As for the rest of the Pine Island team? “We’re doing everything we can to keep the fruit healthy until harvest!” says Bryan.

Getting ready!

Autumn will be here quicker than we think, and to that end, our team is working hard preparing for the upcoming harvest!

Bog Renovations Manager Steve Manning is getting ready to start planting next week. “I have the guys out there right just touching up some stuff,” he says. “We’re land-leveling at the Warehouse reno and we’re fixing all the ditches. We also still have some sprinklers to install, which has to be finished before we put the plants in.” He has also followed up with his research into erosion control. “There’s a team at Black Rock putting in coconut mat all along the edges to act as erosion control, so hopefully it doesn’t wash out. Even if it only works about seventy percent of the time it should make a huge difference. There’s nothing more disheartening than getting something fixed just before a storm comes along and tears things up.”

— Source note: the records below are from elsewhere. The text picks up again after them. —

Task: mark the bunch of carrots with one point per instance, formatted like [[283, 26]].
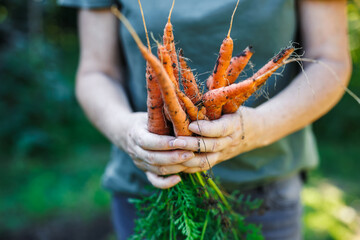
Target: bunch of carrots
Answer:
[[170, 110], [167, 103]]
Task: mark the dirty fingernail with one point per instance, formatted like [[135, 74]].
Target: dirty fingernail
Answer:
[[186, 155], [179, 143]]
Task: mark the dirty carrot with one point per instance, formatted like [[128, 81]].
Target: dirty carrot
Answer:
[[218, 78], [178, 116], [259, 78], [157, 122], [188, 80], [237, 64], [168, 41], [165, 59], [213, 100]]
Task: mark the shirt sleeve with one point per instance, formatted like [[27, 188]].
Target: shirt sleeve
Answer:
[[86, 3]]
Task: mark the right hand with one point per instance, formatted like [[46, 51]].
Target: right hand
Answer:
[[152, 153]]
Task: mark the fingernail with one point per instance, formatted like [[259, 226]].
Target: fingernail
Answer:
[[194, 127], [186, 155], [177, 179], [179, 143]]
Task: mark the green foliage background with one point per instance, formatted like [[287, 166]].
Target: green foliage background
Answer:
[[51, 158]]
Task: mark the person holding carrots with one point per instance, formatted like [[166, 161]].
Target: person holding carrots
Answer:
[[263, 147]]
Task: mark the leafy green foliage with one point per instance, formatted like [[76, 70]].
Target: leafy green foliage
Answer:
[[193, 210]]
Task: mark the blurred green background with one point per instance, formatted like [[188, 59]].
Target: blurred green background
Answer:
[[51, 158]]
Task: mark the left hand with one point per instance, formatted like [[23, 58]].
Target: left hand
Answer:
[[222, 139]]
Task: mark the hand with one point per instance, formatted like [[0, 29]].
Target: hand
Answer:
[[222, 139], [152, 153]]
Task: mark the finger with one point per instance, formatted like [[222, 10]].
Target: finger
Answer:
[[201, 144], [159, 170], [221, 127], [201, 161], [151, 141], [163, 182], [163, 157]]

Our much-missed seasonal team is also beginning to arrive, and have started performing other prep tasks such as weed control, while our equipment team is making sure all of the harvest equipment is in good shape! “A lot of minor repairs, mainly,” says Louis [Cantafio]. “Most of what we’re doing is preventative maintenance. During the season we’re always running hard, so everything gets oil changes, new plugs, and anything else they need for a standard tune-up. And we’re ordering parts in because things are going to break and we need to have them back up and running right away.”